Scenarios
YAML-based test scenarios that define what to run and how to judge it.
Scenarios are YAML files in .kensa/scenarios/. Your coding agent generates these, but you can write them by hand.
Full example
id: classify_ticket
name: Support ticket triage
description: Classify a support ticket by severity.
source: user # code | traces | user
input: "Our entire team can't log in. SSO has returned 502 since 7am."
run_command: python agent.py {{input}}
expected_outcome: Agent returns the correct priority label.
checks:
- type: output_matches
params: { pattern: "^P[123]$" }
description: Output must be exactly P1, P2, or P3.
- type: max_cost
params: { max_usd: 0.05 }
description: Stay under five cents.
criteria: |
P1 is for outages or data loss affecting multiple users.
The agent must classify based on business impact, not tone.
Fields
| Field | Required | Description |
|---|---|---|
id | Yes | Unique identifier |
name | Yes | Human-readable name |
description | No | What this scenario tests |
source | No | How it was generated: code, traces, or user |
input | Yes | The prompt or input to the agent |
run_command | Yes | Shell command to execute. {{input}} is interpolated |
env_overrides | No | Extra environment variables for this scenario's subprocess |
dataset | No | Path to a JSONL file for parameterized inputs (requires input_field) |
input_field | No | JSONL field to use as the input (required when dataset is set) |
expected_outcome | No | Natural-language description of success |
checks | No | List of deterministic checks |
criteria | No | Natural-language criteria for the LLM judge (mutually exclusive with judge) |
judge | No | Reference to a judge spec in .kensa/judges/ (mutually exclusive with criteria) |
trace_refs | No | Paths to previous trace files for context |
failure_pattern | No | Known failure pattern this scenario targets |
Checks vs criteria
Checks are deterministic and free. Use them for objective, binary conditions:
- Was a specific tool called?
- Did the agent stay under budget?
- Did it complete in fewer than N turns?
Criteria are evaluated by the LLM judge and cost tokens. Use them for subjective or nuanced conditions:
- Did the agent confirm before taking action?
- Was the response professional in tone?
- Did the agent avoid hallucinating details?

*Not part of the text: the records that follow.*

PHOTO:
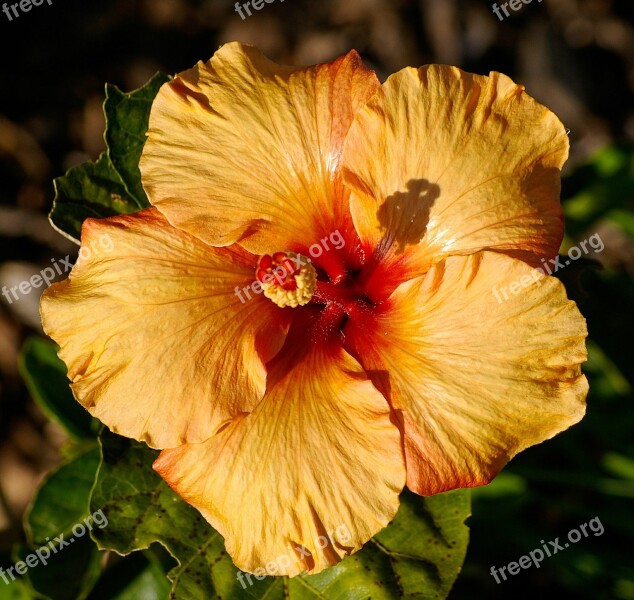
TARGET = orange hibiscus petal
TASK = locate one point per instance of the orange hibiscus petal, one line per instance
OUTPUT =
(477, 380)
(444, 162)
(306, 478)
(241, 149)
(158, 346)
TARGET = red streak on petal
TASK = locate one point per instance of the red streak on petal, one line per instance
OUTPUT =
(265, 262)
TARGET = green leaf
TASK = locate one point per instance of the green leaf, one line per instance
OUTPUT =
(126, 123)
(14, 590)
(62, 499)
(418, 555)
(45, 377)
(89, 190)
(112, 185)
(135, 577)
(57, 525)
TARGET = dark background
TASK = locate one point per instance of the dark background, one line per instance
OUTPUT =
(575, 56)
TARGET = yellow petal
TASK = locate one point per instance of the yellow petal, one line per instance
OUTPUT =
(445, 162)
(158, 346)
(241, 147)
(318, 457)
(477, 379)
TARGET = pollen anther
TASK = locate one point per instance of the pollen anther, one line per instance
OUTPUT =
(287, 278)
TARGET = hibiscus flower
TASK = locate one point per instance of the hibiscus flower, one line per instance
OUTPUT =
(385, 361)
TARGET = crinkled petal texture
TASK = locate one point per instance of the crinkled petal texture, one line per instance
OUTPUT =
(242, 149)
(476, 380)
(445, 162)
(319, 456)
(157, 345)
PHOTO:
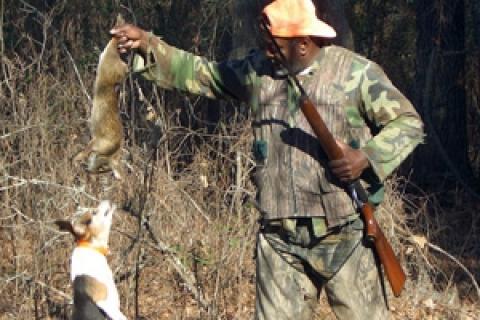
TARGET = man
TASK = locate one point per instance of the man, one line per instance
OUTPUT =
(311, 234)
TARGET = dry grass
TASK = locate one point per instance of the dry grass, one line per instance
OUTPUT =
(183, 246)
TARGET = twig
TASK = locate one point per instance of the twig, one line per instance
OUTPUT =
(29, 278)
(438, 249)
(23, 181)
(77, 73)
(183, 271)
(194, 204)
(20, 130)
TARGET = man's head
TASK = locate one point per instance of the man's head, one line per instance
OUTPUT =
(296, 30)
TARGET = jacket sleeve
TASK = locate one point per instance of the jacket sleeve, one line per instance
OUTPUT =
(399, 126)
(173, 68)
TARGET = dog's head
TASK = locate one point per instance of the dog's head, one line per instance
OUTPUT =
(92, 226)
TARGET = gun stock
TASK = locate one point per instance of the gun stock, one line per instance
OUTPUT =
(393, 270)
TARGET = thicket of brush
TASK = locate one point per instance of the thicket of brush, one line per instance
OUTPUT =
(183, 245)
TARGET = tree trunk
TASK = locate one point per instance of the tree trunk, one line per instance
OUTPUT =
(440, 93)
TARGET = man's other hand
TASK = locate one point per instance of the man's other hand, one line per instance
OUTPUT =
(130, 37)
(351, 166)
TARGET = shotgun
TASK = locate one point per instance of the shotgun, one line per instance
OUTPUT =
(373, 233)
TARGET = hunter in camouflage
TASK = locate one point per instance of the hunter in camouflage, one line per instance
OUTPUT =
(311, 234)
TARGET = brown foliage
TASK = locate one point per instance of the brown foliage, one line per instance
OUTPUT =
(183, 246)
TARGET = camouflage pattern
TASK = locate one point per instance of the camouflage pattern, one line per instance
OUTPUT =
(351, 93)
(293, 268)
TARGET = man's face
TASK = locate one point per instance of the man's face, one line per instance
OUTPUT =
(298, 52)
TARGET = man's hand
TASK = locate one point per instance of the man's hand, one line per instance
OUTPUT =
(130, 37)
(351, 166)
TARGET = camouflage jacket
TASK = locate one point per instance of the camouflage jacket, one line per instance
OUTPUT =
(357, 101)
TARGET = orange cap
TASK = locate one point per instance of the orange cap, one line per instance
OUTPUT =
(296, 18)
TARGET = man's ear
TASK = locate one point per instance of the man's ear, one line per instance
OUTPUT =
(304, 44)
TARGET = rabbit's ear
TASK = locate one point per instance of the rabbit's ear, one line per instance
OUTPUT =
(65, 225)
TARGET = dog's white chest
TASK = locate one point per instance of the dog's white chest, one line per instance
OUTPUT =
(86, 261)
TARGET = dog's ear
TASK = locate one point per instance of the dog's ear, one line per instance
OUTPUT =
(64, 225)
(80, 226)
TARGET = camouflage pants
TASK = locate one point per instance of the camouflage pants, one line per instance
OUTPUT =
(291, 272)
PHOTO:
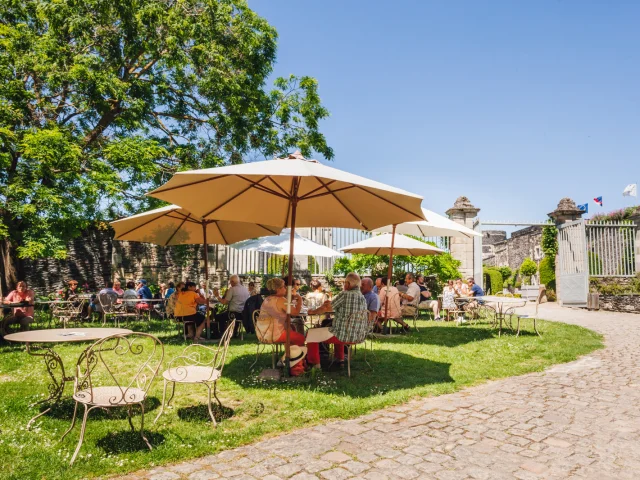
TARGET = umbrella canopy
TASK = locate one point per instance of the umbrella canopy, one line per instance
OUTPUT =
(172, 225)
(281, 245)
(435, 226)
(265, 192)
(381, 245)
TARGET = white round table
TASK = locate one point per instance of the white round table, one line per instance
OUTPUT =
(502, 306)
(45, 340)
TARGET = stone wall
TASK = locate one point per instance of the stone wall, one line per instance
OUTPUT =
(620, 303)
(511, 252)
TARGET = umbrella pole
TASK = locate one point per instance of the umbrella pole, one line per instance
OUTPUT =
(206, 278)
(287, 344)
(389, 272)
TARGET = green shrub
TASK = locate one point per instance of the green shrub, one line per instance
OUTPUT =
(548, 272)
(495, 282)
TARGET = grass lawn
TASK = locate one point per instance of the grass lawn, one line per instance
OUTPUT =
(441, 358)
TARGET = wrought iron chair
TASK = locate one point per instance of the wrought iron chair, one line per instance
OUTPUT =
(66, 311)
(264, 337)
(198, 364)
(533, 317)
(116, 371)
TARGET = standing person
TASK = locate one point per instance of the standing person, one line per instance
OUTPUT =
(271, 324)
(23, 314)
(348, 326)
(185, 310)
(235, 298)
(373, 302)
(426, 302)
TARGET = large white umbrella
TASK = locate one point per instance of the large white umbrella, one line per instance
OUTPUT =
(290, 192)
(173, 225)
(403, 245)
(434, 226)
(390, 244)
(281, 245)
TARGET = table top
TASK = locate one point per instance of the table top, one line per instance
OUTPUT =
(62, 335)
(496, 299)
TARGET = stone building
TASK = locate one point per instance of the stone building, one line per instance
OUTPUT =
(498, 251)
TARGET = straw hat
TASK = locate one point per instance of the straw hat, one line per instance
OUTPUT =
(297, 354)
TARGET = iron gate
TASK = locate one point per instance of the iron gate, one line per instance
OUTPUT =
(573, 268)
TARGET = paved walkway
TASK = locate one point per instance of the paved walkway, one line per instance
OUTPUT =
(577, 420)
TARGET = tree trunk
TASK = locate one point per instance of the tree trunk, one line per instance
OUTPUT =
(10, 266)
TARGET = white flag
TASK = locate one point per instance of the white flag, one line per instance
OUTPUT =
(631, 190)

Checks run first. If any check fails, criteria are skipped (fail-fast).
Dataset-driven scenarios
Point at a JSONL file where each row becomes a separate run. Both dataset and input_field are required:
id: booking_variations
name: Booking across routes
dataset: data/routes.jsonl
input_field: query
run_command: python agent.py {{input}}
checks:
- type: tool_called
params: { name: search_flights }
- type: max_turns
params: { max: 5 }
criteria: |
The agent must confirm with the user before booking.
The final answer must include a confirmation number.
The input_field specifies which JSONL field becomes the scenario input. Other fields can be referenced in check params via {{...}} placeholders. Re-run for variance stats, flaky detection, and anomaly flagging.